Have you ever tried to build furniture and somehow you got more (or less) parts than what you’d expect. You end up with a tiny stick of wood and 3 screws and your furniture seems to be done ? Reading the documentation is for the weak so you pull up your phone and ask ChatGPT: How many of those things I should have ?
You check by yourself and what on Earth is ChatGPT yapping about ? There is now way there are that many parts left in the bag and 5 are already in the wardrobe. But wait, since a while now GPT (and others) accept document input. So, smart as you are, you download the instruction and immediately send it !
Fantastic!
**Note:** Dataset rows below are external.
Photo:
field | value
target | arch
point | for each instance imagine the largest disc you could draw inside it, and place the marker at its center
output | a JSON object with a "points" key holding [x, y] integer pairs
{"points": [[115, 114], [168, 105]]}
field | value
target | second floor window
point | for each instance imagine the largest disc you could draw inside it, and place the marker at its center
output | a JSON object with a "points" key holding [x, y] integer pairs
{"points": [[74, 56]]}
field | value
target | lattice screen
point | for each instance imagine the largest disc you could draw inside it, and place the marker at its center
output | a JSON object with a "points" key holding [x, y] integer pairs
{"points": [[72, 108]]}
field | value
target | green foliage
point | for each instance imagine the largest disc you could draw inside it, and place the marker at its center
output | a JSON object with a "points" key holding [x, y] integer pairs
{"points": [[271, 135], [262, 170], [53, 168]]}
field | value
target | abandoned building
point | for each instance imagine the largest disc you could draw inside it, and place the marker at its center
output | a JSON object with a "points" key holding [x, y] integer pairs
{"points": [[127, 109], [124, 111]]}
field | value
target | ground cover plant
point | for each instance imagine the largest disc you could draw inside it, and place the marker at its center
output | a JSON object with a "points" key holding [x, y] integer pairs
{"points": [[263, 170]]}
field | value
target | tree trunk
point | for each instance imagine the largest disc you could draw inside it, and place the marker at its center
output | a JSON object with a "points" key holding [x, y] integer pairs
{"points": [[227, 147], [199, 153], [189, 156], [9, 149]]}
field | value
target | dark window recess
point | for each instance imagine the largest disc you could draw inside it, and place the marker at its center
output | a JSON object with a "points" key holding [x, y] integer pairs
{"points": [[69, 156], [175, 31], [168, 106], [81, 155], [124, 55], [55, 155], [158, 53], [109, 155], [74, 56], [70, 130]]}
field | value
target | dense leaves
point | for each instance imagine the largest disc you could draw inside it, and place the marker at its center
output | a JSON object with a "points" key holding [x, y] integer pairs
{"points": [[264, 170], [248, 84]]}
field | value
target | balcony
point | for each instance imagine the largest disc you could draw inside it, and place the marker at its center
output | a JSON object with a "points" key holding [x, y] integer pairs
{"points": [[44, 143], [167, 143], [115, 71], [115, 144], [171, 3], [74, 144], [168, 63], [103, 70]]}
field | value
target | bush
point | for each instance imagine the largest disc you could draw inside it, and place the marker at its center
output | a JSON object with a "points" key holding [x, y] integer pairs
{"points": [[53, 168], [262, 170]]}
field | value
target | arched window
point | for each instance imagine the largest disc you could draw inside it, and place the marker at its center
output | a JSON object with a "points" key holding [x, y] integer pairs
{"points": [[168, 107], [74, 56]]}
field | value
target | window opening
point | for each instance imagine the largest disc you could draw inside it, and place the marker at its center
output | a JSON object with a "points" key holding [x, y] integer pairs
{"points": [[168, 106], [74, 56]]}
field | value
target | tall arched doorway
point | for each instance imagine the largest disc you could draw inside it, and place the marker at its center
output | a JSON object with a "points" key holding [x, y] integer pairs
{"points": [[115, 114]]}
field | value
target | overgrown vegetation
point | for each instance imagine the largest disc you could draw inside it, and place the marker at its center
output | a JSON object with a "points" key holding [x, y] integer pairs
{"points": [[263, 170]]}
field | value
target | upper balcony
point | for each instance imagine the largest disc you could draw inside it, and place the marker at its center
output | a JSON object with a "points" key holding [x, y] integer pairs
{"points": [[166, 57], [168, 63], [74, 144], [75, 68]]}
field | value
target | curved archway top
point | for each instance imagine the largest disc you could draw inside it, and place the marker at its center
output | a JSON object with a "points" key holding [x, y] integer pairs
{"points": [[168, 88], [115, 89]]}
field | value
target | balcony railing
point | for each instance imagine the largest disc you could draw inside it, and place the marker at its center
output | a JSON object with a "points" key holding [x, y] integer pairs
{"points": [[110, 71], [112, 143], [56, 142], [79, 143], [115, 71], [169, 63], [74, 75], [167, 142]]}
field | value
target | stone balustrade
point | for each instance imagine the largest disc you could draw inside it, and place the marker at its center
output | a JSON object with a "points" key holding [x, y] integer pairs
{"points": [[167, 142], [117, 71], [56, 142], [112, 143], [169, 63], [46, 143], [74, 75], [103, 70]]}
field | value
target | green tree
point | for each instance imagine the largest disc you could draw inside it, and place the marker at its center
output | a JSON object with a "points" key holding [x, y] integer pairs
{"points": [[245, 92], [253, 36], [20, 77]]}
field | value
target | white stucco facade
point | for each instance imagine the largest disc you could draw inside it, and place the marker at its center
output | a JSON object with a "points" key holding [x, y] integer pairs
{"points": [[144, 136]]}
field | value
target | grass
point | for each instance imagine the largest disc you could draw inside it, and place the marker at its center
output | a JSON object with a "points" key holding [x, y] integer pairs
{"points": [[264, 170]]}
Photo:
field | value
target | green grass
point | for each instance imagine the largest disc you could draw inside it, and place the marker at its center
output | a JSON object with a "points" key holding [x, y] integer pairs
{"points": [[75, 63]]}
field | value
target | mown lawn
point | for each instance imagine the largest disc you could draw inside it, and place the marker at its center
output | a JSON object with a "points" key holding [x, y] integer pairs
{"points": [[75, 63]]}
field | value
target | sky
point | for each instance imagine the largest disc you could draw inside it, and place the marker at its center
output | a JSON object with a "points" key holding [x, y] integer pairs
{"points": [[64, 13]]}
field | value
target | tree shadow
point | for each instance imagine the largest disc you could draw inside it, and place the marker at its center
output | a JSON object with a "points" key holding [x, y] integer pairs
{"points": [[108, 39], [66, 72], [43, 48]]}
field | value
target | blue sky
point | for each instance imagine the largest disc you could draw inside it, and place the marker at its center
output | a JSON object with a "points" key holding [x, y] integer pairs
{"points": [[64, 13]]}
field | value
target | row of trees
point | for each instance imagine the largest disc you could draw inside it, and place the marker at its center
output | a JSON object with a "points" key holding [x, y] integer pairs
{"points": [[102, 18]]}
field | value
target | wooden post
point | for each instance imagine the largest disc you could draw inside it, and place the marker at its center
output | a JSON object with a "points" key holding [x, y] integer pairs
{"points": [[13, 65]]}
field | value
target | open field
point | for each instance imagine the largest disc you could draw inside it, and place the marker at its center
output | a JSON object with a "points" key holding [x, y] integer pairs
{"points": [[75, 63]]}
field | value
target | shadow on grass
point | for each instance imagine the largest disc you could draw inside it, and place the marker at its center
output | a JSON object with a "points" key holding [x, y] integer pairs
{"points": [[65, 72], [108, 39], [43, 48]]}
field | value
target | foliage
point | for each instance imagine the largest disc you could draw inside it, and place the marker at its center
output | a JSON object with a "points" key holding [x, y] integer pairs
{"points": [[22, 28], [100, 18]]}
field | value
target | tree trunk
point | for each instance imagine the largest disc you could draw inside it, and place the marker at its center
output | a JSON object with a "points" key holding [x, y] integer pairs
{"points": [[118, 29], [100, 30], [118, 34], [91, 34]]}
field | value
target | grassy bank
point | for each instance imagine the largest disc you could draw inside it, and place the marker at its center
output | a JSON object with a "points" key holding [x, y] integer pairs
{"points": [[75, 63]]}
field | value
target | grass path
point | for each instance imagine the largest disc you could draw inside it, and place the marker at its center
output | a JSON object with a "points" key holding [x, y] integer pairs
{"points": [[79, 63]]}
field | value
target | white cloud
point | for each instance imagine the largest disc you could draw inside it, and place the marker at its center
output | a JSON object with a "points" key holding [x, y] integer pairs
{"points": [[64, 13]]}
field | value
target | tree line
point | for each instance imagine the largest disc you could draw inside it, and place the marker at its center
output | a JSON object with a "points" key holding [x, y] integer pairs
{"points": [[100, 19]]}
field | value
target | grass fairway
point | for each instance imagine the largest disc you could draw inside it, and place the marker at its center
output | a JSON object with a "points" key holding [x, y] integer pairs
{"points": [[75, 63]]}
This time it found the right number left in the bag, which are obviously some replacement pieces IKEA decided to add (which make perfect sense) job done !
What about Cybersec ?
As a security researcher I’m always trying to find bug, and more importantly to build tool that find them for me. That’s why I naturally tried finding things with LLM. After all, this super-intelligence is capable of resolving complex tasks I couldn’t, why not auditing a code base ?
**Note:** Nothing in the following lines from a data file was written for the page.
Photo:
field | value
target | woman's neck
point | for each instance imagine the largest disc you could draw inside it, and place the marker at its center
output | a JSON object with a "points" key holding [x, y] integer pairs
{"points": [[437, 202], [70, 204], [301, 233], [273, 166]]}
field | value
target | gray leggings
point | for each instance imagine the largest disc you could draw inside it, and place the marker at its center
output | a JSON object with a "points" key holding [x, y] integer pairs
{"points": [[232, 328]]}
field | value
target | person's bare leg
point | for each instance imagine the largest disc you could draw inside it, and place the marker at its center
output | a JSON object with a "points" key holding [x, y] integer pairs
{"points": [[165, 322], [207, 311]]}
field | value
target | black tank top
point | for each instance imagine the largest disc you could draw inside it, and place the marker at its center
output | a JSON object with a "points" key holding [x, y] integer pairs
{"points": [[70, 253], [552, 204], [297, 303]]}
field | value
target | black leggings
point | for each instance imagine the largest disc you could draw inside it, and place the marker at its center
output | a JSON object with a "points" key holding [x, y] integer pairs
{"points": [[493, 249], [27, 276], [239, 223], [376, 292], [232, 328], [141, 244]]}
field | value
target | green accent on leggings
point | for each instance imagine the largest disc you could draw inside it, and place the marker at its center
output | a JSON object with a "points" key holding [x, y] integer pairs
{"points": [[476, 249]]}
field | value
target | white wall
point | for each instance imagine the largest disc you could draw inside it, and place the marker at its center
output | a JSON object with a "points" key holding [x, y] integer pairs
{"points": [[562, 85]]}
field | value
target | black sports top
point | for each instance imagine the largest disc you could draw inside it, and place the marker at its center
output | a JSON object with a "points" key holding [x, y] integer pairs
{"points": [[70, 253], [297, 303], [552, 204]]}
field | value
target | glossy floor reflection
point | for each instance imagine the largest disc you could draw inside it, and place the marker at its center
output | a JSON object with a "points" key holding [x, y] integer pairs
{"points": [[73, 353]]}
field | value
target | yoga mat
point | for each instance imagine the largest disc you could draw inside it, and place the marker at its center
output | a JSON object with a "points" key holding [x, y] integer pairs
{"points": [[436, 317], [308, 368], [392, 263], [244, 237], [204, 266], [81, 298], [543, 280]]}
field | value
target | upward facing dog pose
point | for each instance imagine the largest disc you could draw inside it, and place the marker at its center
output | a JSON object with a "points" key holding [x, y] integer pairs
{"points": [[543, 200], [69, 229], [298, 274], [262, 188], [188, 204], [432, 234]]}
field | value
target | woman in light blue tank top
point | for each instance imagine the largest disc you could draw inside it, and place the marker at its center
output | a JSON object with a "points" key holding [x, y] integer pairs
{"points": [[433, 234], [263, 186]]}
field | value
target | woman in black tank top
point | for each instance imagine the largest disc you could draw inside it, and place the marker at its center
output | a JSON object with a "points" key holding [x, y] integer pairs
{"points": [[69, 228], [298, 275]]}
Let’s give it a try and ask ChatGPT to find a vulnerability in libsndfile:
Houra! No need for me to ever audit code ever again. Let’s go investigate this bug immediately!
Total despair, the vulnerability doesn’t exist. It seems that the same issue persists, completely made up function/arguments in an existing function..
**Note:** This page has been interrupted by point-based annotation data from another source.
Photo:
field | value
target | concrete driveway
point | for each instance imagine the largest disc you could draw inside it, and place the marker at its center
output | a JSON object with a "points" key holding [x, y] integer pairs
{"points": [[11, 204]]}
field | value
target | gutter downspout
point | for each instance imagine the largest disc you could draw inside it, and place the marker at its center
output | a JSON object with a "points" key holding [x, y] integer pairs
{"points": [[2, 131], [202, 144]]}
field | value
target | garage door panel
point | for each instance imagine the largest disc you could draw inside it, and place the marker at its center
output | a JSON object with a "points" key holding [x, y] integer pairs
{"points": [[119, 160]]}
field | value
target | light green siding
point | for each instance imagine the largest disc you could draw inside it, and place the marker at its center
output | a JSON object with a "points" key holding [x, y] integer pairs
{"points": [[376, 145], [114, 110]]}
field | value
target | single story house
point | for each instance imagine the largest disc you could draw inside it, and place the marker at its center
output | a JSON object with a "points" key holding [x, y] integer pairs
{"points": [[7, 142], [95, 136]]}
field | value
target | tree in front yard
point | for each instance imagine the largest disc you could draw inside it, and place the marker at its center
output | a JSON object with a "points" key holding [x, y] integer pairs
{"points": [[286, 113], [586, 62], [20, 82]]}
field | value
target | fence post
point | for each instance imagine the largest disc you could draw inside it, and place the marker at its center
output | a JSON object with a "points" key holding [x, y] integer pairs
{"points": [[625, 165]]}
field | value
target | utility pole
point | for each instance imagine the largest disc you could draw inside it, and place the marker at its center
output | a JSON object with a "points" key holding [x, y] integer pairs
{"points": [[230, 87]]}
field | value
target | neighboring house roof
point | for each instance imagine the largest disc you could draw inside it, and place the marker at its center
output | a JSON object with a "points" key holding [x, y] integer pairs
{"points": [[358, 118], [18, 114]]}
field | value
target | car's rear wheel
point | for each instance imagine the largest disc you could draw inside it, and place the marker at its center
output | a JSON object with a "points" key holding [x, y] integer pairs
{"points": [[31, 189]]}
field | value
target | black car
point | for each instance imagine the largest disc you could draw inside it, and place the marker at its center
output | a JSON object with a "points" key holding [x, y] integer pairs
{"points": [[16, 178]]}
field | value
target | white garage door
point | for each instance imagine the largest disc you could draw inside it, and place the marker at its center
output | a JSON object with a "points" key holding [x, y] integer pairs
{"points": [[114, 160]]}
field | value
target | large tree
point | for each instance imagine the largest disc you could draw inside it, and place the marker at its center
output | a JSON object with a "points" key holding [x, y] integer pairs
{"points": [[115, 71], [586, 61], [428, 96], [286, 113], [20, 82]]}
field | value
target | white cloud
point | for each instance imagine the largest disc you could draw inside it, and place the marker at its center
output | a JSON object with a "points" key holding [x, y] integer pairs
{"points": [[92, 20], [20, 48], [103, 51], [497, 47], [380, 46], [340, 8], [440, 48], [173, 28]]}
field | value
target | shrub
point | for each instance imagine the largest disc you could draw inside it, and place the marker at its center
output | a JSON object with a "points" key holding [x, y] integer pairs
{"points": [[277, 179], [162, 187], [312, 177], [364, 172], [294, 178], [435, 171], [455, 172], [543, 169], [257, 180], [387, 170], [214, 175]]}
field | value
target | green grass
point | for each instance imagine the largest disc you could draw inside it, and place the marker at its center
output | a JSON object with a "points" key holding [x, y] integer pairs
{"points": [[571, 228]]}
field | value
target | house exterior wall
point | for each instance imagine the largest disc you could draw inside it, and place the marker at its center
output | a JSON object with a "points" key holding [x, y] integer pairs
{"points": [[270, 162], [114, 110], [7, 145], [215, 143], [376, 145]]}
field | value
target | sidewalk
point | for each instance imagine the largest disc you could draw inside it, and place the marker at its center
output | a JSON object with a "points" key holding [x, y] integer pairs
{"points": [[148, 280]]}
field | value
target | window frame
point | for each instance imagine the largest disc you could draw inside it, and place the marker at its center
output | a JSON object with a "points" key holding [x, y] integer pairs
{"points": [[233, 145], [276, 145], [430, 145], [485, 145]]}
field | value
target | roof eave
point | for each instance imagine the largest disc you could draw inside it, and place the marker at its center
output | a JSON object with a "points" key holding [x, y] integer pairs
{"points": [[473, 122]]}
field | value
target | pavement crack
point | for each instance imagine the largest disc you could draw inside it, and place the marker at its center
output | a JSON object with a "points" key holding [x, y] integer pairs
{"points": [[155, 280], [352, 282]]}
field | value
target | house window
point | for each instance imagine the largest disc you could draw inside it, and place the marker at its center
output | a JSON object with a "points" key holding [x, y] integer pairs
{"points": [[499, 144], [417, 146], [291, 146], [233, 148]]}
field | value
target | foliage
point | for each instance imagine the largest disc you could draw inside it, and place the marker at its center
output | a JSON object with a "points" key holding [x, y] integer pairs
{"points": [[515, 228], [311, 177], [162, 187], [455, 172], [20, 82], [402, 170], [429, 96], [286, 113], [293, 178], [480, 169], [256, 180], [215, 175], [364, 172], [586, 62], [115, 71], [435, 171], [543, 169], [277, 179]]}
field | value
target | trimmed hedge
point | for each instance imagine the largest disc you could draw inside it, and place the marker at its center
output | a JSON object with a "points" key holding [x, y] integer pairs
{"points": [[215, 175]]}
But wait, I’m super smart, and LLM accepts large context, what if I pass it the entire file ? Certainly it won’t make up things anymore!
Ok this time it’s very serious and it seems like a valid bug!
Woaw, that’s frustrating. The LLM couldn’t find any bugs so it decided to make one up based on real code, it actually made something sensible that looked really closely to the code.
After this frustrating experience I decided to never use an LLM for auditing ever again.. or not?
The church, the center, the village
Let’s put things back in context. LLMs are nothing else (so far) than text completion on steroids. Certainly it’s able to do very interesting things but it’s very far from deterministic when it comes to finding bugs. What if instead we used it for what it’s good like putting things together, writing, etc ?
A few years ago I came across this fantastic work from 0xdea, a list of C/++ vulnerabilities detection rules for SemGrep !
If you have never used SemGrep it’s basically like regular expression on steroids, it allows you to write complex rules and cover a multitude of languages. The strength of SemGrep is that it is parsing the language into an AST which allows the user to write more complex rules than a simple regex.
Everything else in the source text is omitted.